If AC/DC were right about anything, they were right about rock n’ roll being “harder than it looks”. Playing in a band can be insanely stressful, challenging, and mind-numbing. Yet, at the end of the day, it’s been one of the most fulfilling and exciting experiences of my life, so if this sounds like fun, read on.
There are plenty of reasons to start a band. Maybe you’re inspired by the music you listen to, or maybe you’re looking to have a good time with your friends. Maybe you’re even trying to make some money on the side. In my experience, playing in a band is a great way to meet new people, bond with friends, make spare change, gain street cred (probably not), and learn teamwork skills. It’s also a decent conversation starter at ice cream socials. (Side note: as a general rule, groupies and college application fillers are bad reasons to start a band). Either way, remember that playing in a band should be a lot of fun.
Play music with people you don’t hate.
As you might imagine, this is a pretty important issue. My band congealed over the course of middle school, with various members drifting in and out. I learned a lot from this. While most of us intended to form a “jam-band” of sorts, our original lead singer preferred a vocal-driven pop repertoire with a “frontman” feel. Hence, although we’re all great friends, our differing opinions kept the group from playing well together. On the other hand, another old member simply couldn’t find the time to practice or make it to gigs. Suffice to say that this didn’t work out. Right now, my other band mate is my own brother, and of course, this comes with its pros and cons (White Stripes). Still, at the end of the day, the only thing that matters is that you’re making music with other people who are as excited as you are.
Try your best to not be a tyrant.
Of course, leadership is important. Do you have an individual who “leads” the band, or is the band a collective effort? If you make any money, how will you split it up? I’d say this one’s pretty simple: keep things fair. If a band member is pulling their weight, then they deserve just as much money and credit as you do. If they’re not doing their part, why are they in the band?
Now, selecting a genre of music sounds simple enough, but in actuality, it’s proven to be the cornerstone of countless band debates. Suppose you have a gig playing at the local farmer’s market. Are you going to stick to your guns and play psychedelic math rock, or play crowd-pleasers in hopes of making a profit? Fact: Beatles covers don’t break new ground. Also a fact: GY!BE covers don’t net you as many tips as Beatles songs.

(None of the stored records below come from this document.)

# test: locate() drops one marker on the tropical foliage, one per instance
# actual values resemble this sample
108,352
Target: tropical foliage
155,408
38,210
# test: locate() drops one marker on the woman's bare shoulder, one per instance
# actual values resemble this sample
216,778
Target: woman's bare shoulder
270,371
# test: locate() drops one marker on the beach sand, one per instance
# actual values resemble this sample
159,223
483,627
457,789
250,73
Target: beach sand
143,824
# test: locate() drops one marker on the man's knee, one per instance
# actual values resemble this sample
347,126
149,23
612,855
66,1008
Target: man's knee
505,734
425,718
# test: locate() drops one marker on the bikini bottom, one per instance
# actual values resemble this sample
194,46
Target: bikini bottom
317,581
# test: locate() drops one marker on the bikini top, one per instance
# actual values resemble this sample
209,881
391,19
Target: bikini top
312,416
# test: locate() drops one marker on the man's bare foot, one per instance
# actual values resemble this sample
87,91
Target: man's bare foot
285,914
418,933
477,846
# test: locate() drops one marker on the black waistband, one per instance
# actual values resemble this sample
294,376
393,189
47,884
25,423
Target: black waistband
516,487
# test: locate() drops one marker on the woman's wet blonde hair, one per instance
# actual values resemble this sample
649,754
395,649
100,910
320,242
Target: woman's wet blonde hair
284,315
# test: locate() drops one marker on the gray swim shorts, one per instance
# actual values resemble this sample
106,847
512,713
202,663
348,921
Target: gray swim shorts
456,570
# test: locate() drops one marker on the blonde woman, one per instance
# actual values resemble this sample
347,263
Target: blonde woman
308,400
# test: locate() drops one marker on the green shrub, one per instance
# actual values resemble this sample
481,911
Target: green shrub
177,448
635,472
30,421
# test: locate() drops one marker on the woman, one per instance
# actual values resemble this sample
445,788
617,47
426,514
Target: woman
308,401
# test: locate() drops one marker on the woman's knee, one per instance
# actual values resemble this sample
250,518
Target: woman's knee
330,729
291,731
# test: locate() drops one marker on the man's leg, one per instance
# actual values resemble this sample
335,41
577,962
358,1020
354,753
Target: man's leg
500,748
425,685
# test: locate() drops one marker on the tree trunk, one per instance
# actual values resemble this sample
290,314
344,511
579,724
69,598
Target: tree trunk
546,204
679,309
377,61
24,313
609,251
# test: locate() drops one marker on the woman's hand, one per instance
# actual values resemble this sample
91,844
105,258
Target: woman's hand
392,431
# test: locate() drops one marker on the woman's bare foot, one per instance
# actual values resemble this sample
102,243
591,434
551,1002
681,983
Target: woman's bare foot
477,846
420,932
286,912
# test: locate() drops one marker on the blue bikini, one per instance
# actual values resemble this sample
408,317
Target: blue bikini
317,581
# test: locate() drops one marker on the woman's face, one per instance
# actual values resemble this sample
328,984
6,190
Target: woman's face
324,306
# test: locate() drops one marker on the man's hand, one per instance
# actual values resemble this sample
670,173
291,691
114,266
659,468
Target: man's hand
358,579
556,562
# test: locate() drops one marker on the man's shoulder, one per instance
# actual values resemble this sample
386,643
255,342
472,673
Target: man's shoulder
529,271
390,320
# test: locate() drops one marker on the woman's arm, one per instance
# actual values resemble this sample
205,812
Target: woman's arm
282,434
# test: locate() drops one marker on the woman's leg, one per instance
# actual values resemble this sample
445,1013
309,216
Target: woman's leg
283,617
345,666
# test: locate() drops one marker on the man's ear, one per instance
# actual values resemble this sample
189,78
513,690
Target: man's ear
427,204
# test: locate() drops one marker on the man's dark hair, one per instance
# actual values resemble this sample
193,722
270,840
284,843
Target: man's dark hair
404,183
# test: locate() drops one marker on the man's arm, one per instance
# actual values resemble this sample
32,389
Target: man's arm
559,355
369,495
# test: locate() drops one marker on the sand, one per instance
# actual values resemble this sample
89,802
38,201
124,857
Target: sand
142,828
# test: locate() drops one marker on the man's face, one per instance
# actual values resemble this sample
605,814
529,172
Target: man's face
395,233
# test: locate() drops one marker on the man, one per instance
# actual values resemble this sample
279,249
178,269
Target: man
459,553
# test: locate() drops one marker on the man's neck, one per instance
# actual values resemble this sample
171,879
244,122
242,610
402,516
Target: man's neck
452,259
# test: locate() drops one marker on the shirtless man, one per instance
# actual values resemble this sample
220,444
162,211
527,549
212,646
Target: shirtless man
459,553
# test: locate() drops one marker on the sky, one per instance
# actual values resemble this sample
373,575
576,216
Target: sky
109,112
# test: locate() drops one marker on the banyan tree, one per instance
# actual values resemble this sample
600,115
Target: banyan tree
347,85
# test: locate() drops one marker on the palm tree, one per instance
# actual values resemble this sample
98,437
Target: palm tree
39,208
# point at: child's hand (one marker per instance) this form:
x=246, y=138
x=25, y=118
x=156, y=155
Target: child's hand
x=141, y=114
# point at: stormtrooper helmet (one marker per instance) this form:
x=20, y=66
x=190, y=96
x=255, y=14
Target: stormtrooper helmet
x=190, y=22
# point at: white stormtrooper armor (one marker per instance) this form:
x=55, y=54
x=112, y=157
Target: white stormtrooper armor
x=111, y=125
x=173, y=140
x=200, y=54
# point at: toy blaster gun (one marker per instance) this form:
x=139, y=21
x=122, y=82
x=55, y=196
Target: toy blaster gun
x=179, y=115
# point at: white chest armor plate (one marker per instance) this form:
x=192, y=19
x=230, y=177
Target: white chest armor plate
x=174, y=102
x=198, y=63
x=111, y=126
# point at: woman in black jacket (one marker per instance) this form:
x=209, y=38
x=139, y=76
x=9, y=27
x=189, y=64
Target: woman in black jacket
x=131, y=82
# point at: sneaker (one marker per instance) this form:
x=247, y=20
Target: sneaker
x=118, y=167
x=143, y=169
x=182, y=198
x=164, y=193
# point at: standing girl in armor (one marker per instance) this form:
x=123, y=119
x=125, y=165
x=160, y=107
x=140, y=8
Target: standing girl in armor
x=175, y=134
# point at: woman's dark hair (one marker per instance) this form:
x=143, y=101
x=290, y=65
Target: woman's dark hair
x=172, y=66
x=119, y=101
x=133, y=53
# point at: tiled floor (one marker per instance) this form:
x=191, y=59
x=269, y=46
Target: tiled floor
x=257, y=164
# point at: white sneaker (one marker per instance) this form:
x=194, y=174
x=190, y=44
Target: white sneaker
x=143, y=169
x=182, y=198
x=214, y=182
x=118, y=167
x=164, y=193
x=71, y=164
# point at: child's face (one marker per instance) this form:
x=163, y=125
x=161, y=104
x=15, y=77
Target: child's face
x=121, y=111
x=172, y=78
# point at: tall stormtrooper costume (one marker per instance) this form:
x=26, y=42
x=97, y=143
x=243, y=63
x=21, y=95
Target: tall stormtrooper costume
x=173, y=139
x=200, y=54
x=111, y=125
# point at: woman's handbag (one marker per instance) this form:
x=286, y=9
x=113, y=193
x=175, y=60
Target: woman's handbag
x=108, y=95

What is your artistic vision?
So, what is your band vision? Do you want to create your own original material, or pay homage to other musicians? Do you want to create art in the studio or on the stage? Both? There are no wrong answers here. I recommend collaborating with all sorts of different people and just doing what you want to do. As the platitude goes, the sky’s the limit. Also, try not to pick a band name that already exists. Now, go out there and make some noise.